Certainly! Let's solve the equation [tex]\(\tan^2(A) - \sin^2(A) = \tan^2(A) \cdot \sin^2(A)\)[/tex] step by step.
### Step 1: Understanding the Equation
We need to find angles [tex]\(A\)[/tex] that satisfy the equation:
[tex]\[ \tan^2(A) - \sin^2(A) = \tan^2(A) \sin^2(A) \][/tex]
### Step 2: Simplifying the Equation
First, let's take one of the most common approaches: substitution and trigonometric identities.
Recall that:
[tex]\[ \tan(A) = \frac{\sin(A)}{\cos(A)} \][/tex]
Thus:
[tex]\[ \tan^2(A) = \frac{\sin^2(A)}{\cos^2(A)} \][/tex]
Let's substitute [tex]\(\tan^2(A)\)[/tex] into the equation:
[tex]\[ \frac{\sin^2(A)}{\cos^2(A)} - \sin^2(A) = \frac{\sin^2(A)}{\cos^2(A)} \cdot \sin^2(A) \][/tex]
### Step 3: Getting a Common Denominator
To combine terms on the left-hand side, we need a common denominator:
[tex]\[ \frac{\sin^2(A) - \sin^2(A)\cos^2(A)}{\cos^2(A)} = \frac{\sin^2(A)}{\cos^2(A)} \cdot \sin^2(A) \][/tex]
[tex]\[ \frac{\sin^2(A)(1 - \cos^2(A))}{\cos^2(A)} = \frac{\sin^2(A) \cdot \sin^2(A)}{\cos^2(A)} \][/tex]
### Step 4: Using Trigonometric Identity
We know from Pythagoras’ theorem that:
[tex]\[ 1 - \cos^2(A) = \sin^2(A) \][/tex]
So, we substitute [tex]\(1 - \cos^2(A)\)[/tex] with [tex]\(\sin^2(A)\)[/tex]:
[tex]\[ \frac{\sin^4(A)}{\cos^2(A)} = \frac{\sin^4(A)}{\cos^2(A)} \][/tex]
### Step 5: Verify the Equation
We now have:
[tex]\[ \frac{\sin^4(A)}{\cos^2(A)} = \frac{\sin^4(A)}{\cos^2(A)} \][/tex]
This equation holds true as both sides are equal, confirming that our approach is correct.
### Step 6: Finding Solutions
To find the specific angles, we consider the cases [tex]\( \sin(A) = 0\)[/tex] and [tex]\( \tan(A) = 0 \)[/tex]. Solving for [tex]\(A\)[/tex] gives us:
1. [tex]\(\sin(A) = 0\)[/tex] yields [tex]\(A = n\pi\)[/tex], where [tex]\(n\)[/tex] is an integer.
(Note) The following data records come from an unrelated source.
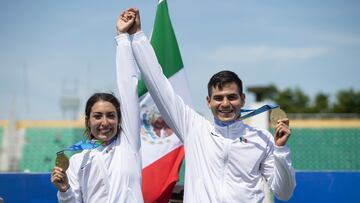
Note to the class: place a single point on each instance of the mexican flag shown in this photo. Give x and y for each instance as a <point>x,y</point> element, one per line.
<point>162,151</point>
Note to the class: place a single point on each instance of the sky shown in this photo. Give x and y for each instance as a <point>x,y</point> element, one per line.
<point>50,48</point>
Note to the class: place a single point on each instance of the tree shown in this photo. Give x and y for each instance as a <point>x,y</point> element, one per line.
<point>293,100</point>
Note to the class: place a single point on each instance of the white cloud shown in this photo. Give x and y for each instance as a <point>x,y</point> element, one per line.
<point>266,53</point>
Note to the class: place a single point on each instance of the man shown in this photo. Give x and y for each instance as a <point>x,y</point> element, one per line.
<point>226,160</point>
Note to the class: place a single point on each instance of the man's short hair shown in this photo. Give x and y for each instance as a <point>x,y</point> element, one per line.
<point>222,78</point>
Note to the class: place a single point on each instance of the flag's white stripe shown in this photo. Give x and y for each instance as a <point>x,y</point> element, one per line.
<point>154,151</point>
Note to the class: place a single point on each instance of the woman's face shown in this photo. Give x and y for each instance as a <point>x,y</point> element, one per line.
<point>103,121</point>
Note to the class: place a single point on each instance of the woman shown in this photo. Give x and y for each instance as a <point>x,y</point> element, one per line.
<point>112,171</point>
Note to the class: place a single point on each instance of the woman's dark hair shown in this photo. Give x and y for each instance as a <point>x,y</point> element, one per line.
<point>222,78</point>
<point>100,96</point>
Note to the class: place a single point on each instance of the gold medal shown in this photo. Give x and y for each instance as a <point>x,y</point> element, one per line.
<point>61,160</point>
<point>275,115</point>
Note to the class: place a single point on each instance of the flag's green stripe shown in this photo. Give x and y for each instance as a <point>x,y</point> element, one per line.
<point>164,42</point>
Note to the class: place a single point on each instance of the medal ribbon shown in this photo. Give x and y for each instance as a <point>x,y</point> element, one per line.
<point>83,144</point>
<point>252,112</point>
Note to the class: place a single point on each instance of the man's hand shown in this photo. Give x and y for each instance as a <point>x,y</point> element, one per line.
<point>125,21</point>
<point>282,132</point>
<point>136,27</point>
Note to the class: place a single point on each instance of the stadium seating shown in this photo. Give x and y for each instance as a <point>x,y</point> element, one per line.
<point>41,145</point>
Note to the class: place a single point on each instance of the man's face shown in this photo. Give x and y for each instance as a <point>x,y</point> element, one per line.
<point>226,103</point>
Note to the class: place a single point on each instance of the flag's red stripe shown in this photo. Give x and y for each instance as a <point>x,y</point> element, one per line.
<point>159,178</point>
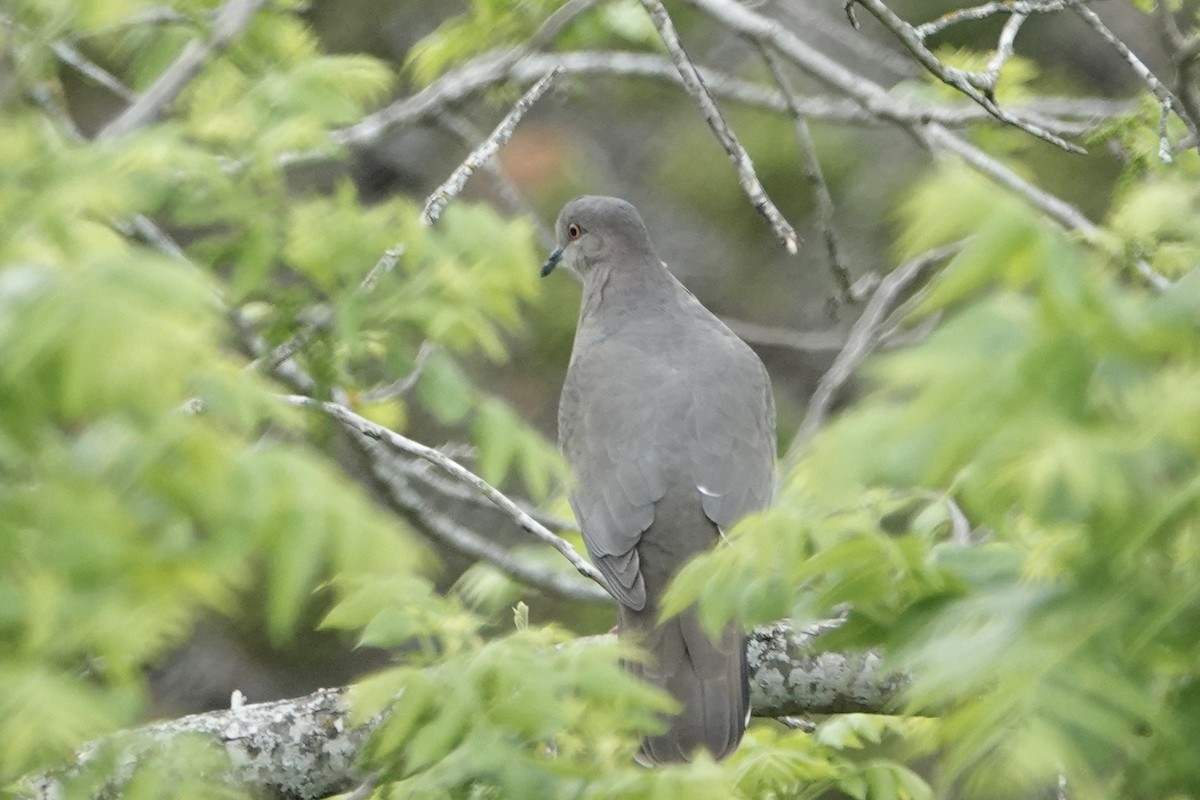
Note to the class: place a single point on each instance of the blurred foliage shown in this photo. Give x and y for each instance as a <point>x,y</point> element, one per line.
<point>1055,407</point>
<point>148,476</point>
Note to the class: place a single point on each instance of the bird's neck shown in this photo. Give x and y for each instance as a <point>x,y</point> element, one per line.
<point>627,294</point>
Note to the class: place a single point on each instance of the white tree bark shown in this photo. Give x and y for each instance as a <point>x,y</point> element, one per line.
<point>305,747</point>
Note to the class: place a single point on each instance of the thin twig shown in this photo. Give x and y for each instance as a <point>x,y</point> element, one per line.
<point>813,172</point>
<point>393,473</point>
<point>1005,46</point>
<point>695,85</point>
<point>987,10</point>
<point>403,444</point>
<point>442,196</point>
<point>965,82</point>
<point>229,22</point>
<point>876,101</point>
<point>457,84</point>
<point>432,477</point>
<point>1185,52</point>
<point>387,263</point>
<point>402,386</point>
<point>1164,95</point>
<point>508,192</point>
<point>1078,115</point>
<point>863,337</point>
<point>70,55</point>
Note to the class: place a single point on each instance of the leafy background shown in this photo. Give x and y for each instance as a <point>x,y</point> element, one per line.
<point>161,510</point>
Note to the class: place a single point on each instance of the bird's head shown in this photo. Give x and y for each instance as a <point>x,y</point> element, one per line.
<point>594,230</point>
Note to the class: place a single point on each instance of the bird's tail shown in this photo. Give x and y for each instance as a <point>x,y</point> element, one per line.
<point>707,678</point>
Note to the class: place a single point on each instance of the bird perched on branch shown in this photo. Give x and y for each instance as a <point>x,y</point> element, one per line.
<point>669,422</point>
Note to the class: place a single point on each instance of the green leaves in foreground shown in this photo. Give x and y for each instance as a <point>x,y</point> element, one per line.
<point>1057,408</point>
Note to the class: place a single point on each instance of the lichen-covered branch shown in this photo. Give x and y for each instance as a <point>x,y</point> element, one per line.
<point>231,19</point>
<point>695,86</point>
<point>403,444</point>
<point>861,343</point>
<point>973,86</point>
<point>442,196</point>
<point>305,749</point>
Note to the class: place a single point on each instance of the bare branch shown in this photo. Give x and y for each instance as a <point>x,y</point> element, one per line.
<point>1165,96</point>
<point>1063,115</point>
<point>876,101</point>
<point>387,263</point>
<point>303,747</point>
<point>987,10</point>
<point>457,84</point>
<point>433,479</point>
<point>508,192</point>
<point>70,55</point>
<point>1005,46</point>
<point>862,341</point>
<point>965,82</point>
<point>741,158</point>
<point>229,22</point>
<point>306,747</point>
<point>813,172</point>
<point>394,476</point>
<point>437,202</point>
<point>403,444</point>
<point>1185,52</point>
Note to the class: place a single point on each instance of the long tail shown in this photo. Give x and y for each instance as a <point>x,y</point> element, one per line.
<point>709,680</point>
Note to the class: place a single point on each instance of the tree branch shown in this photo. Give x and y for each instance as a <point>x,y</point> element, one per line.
<point>403,444</point>
<point>305,749</point>
<point>738,155</point>
<point>437,202</point>
<point>1165,96</point>
<point>394,479</point>
<point>813,172</point>
<point>231,19</point>
<point>861,343</point>
<point>973,86</point>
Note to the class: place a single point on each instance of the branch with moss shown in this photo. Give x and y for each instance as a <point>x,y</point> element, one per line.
<point>306,747</point>
<point>694,84</point>
<point>231,19</point>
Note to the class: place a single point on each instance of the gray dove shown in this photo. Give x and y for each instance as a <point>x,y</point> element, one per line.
<point>669,422</point>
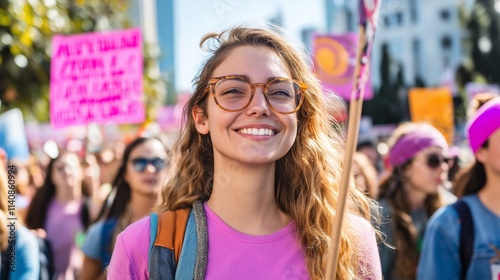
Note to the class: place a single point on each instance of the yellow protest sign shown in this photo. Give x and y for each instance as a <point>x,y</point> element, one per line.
<point>434,106</point>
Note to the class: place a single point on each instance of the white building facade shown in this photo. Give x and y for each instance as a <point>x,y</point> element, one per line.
<point>423,36</point>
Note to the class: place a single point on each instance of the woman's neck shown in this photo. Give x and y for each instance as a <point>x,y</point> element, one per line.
<point>244,198</point>
<point>415,197</point>
<point>140,205</point>
<point>490,193</point>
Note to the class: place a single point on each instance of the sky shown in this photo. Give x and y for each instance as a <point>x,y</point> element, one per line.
<point>195,18</point>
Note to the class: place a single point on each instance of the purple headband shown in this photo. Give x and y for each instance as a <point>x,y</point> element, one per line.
<point>408,145</point>
<point>483,123</point>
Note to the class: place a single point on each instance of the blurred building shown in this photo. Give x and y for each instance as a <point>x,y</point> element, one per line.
<point>156,19</point>
<point>424,37</point>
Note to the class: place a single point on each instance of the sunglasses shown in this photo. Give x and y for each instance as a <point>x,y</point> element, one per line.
<point>434,160</point>
<point>140,164</point>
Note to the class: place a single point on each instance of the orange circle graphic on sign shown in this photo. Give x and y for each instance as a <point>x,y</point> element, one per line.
<point>332,57</point>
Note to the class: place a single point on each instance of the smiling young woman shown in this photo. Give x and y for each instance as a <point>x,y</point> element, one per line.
<point>410,195</point>
<point>258,164</point>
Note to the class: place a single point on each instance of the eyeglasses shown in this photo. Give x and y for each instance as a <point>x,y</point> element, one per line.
<point>434,160</point>
<point>235,92</point>
<point>140,164</point>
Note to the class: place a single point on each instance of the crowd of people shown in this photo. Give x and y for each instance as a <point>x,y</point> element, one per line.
<point>250,187</point>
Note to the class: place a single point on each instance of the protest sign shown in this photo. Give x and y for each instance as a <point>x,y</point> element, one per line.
<point>97,78</point>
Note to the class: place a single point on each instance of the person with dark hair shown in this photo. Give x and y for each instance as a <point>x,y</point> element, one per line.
<point>135,191</point>
<point>467,246</point>
<point>59,207</point>
<point>410,195</point>
<point>255,177</point>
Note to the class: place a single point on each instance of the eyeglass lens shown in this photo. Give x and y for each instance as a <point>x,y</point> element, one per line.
<point>434,160</point>
<point>234,94</point>
<point>140,164</point>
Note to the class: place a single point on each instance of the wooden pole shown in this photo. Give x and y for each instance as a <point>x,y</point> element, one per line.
<point>355,108</point>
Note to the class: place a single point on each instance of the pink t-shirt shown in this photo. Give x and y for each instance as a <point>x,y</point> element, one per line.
<point>62,226</point>
<point>233,255</point>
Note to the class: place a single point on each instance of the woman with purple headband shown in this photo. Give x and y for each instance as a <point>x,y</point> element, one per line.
<point>409,195</point>
<point>457,247</point>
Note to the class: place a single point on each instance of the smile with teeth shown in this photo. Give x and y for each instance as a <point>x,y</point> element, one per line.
<point>257,131</point>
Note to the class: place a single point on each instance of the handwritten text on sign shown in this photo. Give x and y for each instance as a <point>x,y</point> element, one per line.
<point>96,77</point>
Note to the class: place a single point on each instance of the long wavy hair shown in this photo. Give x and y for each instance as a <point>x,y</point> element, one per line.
<point>115,205</point>
<point>405,233</point>
<point>37,211</point>
<point>307,177</point>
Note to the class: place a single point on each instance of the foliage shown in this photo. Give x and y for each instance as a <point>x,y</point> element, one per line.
<point>26,29</point>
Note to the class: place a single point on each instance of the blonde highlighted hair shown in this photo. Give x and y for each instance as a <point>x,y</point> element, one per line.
<point>307,177</point>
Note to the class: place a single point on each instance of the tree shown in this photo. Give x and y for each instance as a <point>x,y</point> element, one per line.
<point>26,30</point>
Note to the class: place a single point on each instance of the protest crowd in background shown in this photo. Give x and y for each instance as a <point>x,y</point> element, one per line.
<point>69,190</point>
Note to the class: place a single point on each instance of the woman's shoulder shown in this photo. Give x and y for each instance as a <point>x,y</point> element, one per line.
<point>385,208</point>
<point>25,237</point>
<point>445,217</point>
<point>360,224</point>
<point>139,229</point>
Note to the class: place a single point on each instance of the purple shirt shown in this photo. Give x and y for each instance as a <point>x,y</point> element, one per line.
<point>62,225</point>
<point>233,255</point>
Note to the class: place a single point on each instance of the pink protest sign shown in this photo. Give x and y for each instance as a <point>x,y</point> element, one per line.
<point>96,77</point>
<point>334,63</point>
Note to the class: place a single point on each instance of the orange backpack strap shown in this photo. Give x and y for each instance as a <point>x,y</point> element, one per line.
<point>171,229</point>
2. Since [tex]\(\tan(A) = \frac{\sin(A)}{\cos(A)}\)[/tex], and knowing [tex]\(\sin(A) = 0\)[/tex] also results in [tex]\(\tan(A) = 0\)[/tex].
Thus, the general solutions to the trigonometric equation are:
[tex]\[ A = 0, \pm\pi, \pm2\pi, \ldots \][/tex]
### Final Answer
The specific solutions within a principal cycle (usually one cycle of [tex]\(2\pi\)[/tex]) can be enumerated as:
[tex]\[ A = 0, \pi, -\pi, 2\pi \][/tex]
This means the angles satisfying the given equation are:
[tex]\[ \boxed{0, \pi, -\pi, 2\pi} \][/tex]
These solutions fall within the principal interval and correctly solve the original trigonometric equation.